Wenn der Schwan Begierde nach hohem Ruhm und Herrlichkeit bedeutet, sind es die alt- und neuberühmten Männer aus diesem Geschlecht, die zu jeder Zeit für die Kirche Gottes sowohl zu Kriegs- als auch zu Friedenszeiten so herrliche Sachen verrichtet haben.
Wenn er nun glückliche Schifffahrt bedeutet, steht er auch für Pinelus Paravicinus. Ein glückhafter Hauptmann über drei Schiffe mit drei Ruderbänken, der im heiligen Krieg bei unterschiedlichen Taten sich hat so tapfer gehalten.
Wenn man sich die Farben des Schildes betrachtet, so bedeutet die weiße oder silber Farbe die Aufrichtigkeit und Gelehrtheit dieses adeligen Geschlechts. Die rote Farbe aber bedeutet die Mannhaftigkeit und repräsentiert das Feuer, welches das Geschlecht alle Zeit in sich trägt. Denn stets haben die großmächtigen Männer dieses Geschlechts alle Zeit nur nach hohen Dingen mit sonderem Ruhm gefärbet, wie sie es annoch auf den heutigen Tage tun.

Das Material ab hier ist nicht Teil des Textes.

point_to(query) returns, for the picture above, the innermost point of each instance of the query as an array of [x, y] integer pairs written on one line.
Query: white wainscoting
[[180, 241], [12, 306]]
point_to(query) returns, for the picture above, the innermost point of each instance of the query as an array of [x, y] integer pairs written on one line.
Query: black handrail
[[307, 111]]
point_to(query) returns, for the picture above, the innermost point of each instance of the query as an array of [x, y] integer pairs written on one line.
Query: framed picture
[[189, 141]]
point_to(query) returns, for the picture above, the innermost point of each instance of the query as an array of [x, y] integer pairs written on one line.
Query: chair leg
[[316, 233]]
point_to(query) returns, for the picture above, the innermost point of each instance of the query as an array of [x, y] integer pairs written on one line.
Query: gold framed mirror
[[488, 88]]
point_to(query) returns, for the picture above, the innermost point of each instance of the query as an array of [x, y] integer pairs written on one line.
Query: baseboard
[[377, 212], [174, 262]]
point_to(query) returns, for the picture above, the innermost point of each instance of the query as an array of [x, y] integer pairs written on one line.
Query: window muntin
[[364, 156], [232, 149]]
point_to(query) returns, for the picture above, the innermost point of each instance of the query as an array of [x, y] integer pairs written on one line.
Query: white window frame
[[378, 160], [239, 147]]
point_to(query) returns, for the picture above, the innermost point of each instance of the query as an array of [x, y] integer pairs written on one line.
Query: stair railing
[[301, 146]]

Nehmet denn hin, hochgelehrter Herr Paravicini, diese Anfänge eures hochadeligen Hauses, welche billig in den geheiligten Tempel der Ewigkeit zu einem unauslöschlichen Gedenkzeichen werden. Denn die Ursprünge Eures hochadeligen Hauses sind der adelige und vortreffliche Held Paravicinus, von dem anfänglich Euer Geschlecht entstanden. Seit der Zeit des Kaisers Caroli des Großen, zu welcher es angefangen, hat Euer Geschlecht viele vortreffliche und katholische Nachkommen hervorgebracht, die unter dem Zeichen des Schwans großes vollbracht haben.
Lebet wohl viel geehrter Herr Paravicini und verbleibt Eurem Alfonso günstig.
Rom, A.D. 9. August 1586
Ich, Alfonsus Ciccarellus Mevenias, hab alles oben gedachte geschrieben und aus oben gemeldeten Autoren getreulich ausgezogen.
A.D. 9. August 1586, mit eigener Hand unterschrieben und mit meinem gewöhnlichen Pittschaft verwahrt.